NEW YORK (CNN/Money) - Regulators said Wednesday that Harold J. Baxter and Gary L. Pilgrim, two investors charged with fraud in a mutual fund timing scandal, have settled for $160 million.
The Securities and Exchange Commission and New York Attorney General Eliot Spitzer said the two men will pay $20 million in civil penalties and $60 million in restitution apiece. That money will then be combined with the $90 million paid by Pilgrim, Baxter & Associates, Ltd. in June and be distributed to injured investors.
The agreement resolves allegations that the two men, who founded the mutual fund family PBHG, allowed favored clients to rapidly trade in and out of funds while the fund company's policy sharply limited individual shareholders' ability to do the same.
"The amounts being paid in this settlement are virtually unprecedented for individuals in civil cases," Stephen M. Cutler, director of the SEC's Division of Enforcement, said in a statement.
"As founders of a company that bore their names, Mr. Pilgrim and Mr. Baxter should have set an example of integrity and fair play," Spitzer said. "Instead, they were at the center of improper conduct that deceived and harmed their clients."
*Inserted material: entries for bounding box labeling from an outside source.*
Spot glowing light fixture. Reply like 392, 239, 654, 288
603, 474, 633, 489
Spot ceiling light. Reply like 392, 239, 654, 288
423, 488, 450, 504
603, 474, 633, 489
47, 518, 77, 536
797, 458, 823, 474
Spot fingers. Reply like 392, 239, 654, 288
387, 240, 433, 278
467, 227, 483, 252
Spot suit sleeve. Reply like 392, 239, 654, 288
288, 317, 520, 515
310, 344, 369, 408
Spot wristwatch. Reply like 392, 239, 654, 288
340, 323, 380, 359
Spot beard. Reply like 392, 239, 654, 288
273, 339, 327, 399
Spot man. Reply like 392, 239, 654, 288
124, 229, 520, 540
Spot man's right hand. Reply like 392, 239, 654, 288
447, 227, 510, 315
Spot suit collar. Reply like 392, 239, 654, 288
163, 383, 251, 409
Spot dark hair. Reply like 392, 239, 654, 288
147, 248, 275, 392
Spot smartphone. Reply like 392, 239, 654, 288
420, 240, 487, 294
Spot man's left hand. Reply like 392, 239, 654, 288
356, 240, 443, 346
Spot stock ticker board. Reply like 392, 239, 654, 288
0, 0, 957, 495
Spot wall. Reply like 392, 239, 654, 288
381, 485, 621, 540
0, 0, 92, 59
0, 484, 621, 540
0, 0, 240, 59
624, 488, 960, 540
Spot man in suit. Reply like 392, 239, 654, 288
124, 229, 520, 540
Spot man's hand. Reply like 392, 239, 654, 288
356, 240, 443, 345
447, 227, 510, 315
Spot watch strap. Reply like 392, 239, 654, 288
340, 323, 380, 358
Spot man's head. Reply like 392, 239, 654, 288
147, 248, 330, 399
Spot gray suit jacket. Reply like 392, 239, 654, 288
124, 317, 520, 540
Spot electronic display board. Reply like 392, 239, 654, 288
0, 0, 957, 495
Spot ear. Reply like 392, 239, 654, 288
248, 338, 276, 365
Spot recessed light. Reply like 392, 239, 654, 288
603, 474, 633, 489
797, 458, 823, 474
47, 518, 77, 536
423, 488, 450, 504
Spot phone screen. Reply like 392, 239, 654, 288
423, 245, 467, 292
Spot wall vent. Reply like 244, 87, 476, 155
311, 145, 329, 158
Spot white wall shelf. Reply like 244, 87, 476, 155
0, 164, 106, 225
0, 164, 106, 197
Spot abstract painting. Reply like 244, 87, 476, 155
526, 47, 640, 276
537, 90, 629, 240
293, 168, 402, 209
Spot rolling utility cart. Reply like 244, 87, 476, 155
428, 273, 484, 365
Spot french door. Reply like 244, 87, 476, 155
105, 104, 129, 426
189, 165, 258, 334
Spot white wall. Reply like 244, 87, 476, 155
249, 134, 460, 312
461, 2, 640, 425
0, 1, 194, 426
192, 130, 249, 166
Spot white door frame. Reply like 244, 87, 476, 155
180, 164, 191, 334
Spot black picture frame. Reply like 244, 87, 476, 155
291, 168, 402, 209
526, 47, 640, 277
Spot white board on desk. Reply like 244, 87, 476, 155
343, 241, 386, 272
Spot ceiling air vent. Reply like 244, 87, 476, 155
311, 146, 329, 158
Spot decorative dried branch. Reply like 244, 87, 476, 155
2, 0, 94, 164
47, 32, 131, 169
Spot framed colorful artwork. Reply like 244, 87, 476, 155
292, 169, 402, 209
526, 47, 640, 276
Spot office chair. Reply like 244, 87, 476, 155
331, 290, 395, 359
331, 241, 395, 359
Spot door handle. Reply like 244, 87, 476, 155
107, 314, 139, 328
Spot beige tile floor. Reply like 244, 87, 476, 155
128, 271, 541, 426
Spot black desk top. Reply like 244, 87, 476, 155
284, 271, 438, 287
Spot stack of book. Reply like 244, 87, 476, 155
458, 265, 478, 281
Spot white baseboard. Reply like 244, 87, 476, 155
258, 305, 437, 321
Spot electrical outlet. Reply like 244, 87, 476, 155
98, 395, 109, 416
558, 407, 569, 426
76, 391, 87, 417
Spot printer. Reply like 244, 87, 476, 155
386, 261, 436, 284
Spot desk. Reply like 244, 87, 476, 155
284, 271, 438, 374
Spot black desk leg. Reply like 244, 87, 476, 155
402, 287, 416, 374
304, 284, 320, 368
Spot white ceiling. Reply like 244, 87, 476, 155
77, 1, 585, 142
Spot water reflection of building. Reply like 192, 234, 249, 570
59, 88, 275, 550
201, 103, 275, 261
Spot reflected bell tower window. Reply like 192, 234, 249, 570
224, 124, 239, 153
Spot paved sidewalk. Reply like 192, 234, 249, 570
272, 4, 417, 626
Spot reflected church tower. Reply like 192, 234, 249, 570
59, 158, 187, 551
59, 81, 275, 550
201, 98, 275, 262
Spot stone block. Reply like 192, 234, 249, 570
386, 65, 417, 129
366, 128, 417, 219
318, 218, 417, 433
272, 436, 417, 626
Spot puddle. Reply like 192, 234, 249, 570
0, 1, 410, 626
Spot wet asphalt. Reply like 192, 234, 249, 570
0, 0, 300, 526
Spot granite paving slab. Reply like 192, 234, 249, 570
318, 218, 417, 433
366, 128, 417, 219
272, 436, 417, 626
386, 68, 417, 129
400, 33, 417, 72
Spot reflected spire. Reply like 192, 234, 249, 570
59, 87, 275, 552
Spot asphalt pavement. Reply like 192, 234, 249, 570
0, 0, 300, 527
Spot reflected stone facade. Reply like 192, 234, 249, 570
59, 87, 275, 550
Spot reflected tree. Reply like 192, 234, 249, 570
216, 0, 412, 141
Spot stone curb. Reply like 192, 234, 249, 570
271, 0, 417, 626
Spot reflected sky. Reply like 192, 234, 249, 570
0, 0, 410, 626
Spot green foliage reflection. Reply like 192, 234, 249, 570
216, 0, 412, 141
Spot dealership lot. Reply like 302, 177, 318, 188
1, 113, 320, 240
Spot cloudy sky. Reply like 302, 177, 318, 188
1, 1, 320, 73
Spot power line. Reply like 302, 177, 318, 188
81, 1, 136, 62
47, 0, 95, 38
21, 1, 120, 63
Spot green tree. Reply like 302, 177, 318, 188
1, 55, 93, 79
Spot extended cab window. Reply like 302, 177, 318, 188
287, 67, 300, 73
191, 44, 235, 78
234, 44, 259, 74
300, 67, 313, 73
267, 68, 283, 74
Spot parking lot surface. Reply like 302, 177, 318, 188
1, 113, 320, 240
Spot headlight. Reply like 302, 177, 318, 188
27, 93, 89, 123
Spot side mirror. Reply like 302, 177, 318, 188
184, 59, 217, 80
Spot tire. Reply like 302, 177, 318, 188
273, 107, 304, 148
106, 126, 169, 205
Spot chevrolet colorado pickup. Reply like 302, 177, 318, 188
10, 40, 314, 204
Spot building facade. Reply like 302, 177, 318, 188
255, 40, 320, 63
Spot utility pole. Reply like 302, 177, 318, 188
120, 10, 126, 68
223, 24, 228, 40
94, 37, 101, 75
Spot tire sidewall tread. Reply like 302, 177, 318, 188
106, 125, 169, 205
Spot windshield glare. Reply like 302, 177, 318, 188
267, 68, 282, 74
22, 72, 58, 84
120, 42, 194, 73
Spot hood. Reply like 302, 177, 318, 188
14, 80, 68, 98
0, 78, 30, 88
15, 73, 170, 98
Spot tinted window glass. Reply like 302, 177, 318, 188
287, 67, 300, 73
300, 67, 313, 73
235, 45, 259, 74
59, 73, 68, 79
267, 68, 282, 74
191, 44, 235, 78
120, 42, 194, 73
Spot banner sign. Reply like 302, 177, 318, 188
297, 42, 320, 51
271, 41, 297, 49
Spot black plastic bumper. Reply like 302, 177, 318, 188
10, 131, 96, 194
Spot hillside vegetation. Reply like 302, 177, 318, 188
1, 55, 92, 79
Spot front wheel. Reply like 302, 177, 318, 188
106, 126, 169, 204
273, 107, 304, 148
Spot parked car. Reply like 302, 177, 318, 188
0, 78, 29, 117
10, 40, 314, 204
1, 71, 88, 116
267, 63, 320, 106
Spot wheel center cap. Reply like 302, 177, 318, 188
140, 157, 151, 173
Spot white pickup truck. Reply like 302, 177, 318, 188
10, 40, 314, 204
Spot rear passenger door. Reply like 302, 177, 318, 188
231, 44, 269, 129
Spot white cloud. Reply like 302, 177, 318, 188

As part of the settlement, Baxter and Pilgrim must cooperate with any ongoing investigations and both are barred from future employment in the securities industry.
The SEC and Spitzer had filed a civil suit against PBHG, Pilgrim Baxter & Associates and Pilgrim and Baxter, claiming the firm allowed several hedge funds, including one that Pilgrim had a stake in, to trade in and out of the PBHG Growth fund, while the fund's prospectus barred other investors from doing so.
In June Pilgrim Baxter & Associates agreed to settle the suit by paying $40 million in restitution and a $50 million civil penalty.
Under the Sarbanes-Oxley Act of 2002, all penalties in certain corporate cases can now go directly to reimburse victims. Prior to the act, any money paid in a civil fine would have gone to government coffers.